Revenues (CongressionalGlossary.com)

From the Congressional Glossary – Including Legislative and Budget Terms

Revenues

Taxes - Illustration
Creative Commons License photo credit: DonkeyHotey

Revenues: Income from individual and corporate income taxes, social insurance taxes, excise taxes, fees, tariffs, and other sources collected under the sovereign powers of the federal government.

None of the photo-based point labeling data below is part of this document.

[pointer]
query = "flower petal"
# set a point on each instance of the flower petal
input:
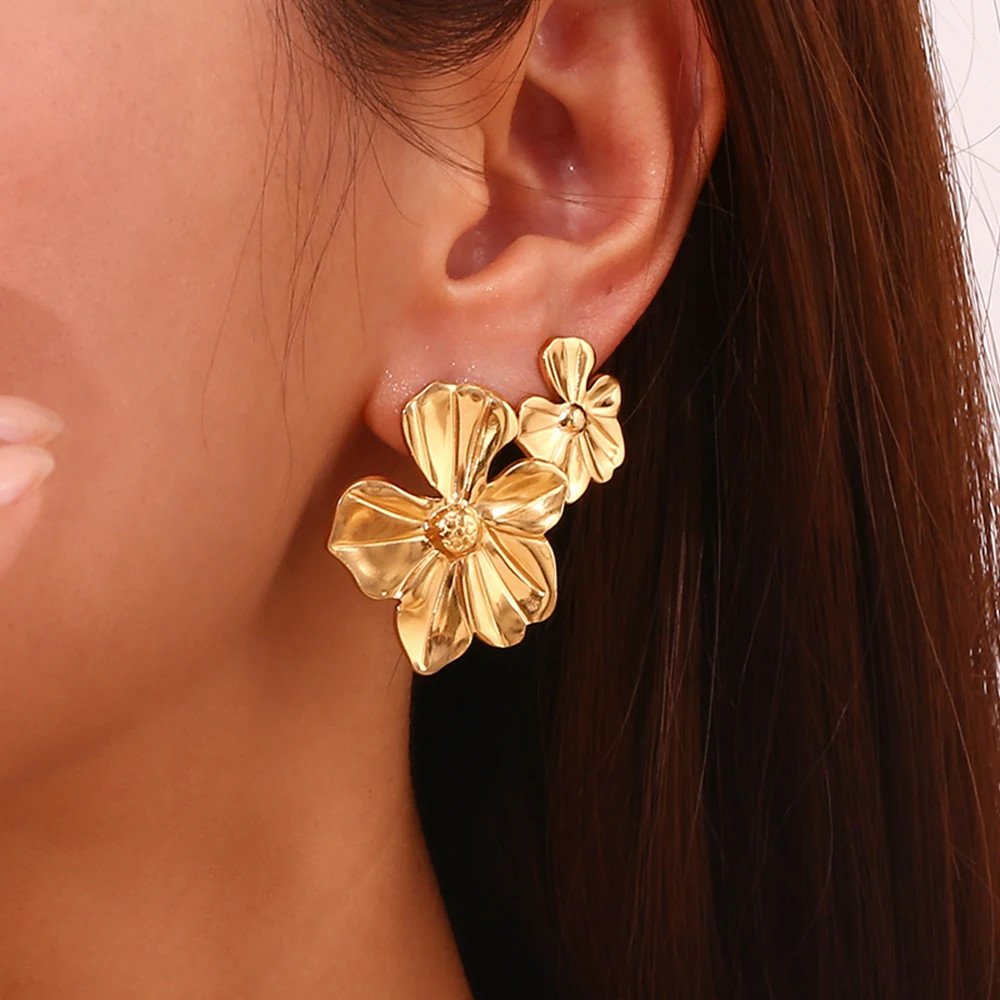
(603, 447)
(454, 432)
(567, 363)
(378, 535)
(541, 432)
(528, 497)
(510, 582)
(604, 397)
(431, 618)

Revenues, also known as receipts, are the funds collected from the public primarily as a result of the federal government’s exercise of its sovereign powers. Most of the federal government’s revenues consist of receipts from individual income taxes, social insurance (payroll) taxes, and corporate income taxes. Preferential provisions, such as tax exemptions, deductions, and credits, which reduce government receipts, are called tax expenditures. Excise taxes, duties, gifts, and miscellaneous receipts are other sources of federal revenues. Offsetting collections are not classified as revenues, but instead are treated as negative spending (i.e., deducted from gross budget authority and outlays).

 


Where Does the Federal Government Get All That Money?

 

Revenues are either of the following:

(1) As used in the congressional budget process, a synonym for governmental receipts. Revenues result from amounts that result from the government’s exercise of its sovereign power to tax or otherwise compel payment or from gifts to the government. Article I, Section 7, of the U.S. Constitution requires that revenue bills originate in the House of Representatives.

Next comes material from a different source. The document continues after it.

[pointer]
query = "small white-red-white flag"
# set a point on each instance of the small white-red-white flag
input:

Receipts include collections from the public and from payments by participants in certain social insurance and other Federal programs. These collections consist primarily of tax revenues and social insurance premiums, but also include receipts from court fines, certain fees, and deposits of earnings by the Federal Reserve System. Total receipts are compared with total outlays in calculating the budget surplus or deficit.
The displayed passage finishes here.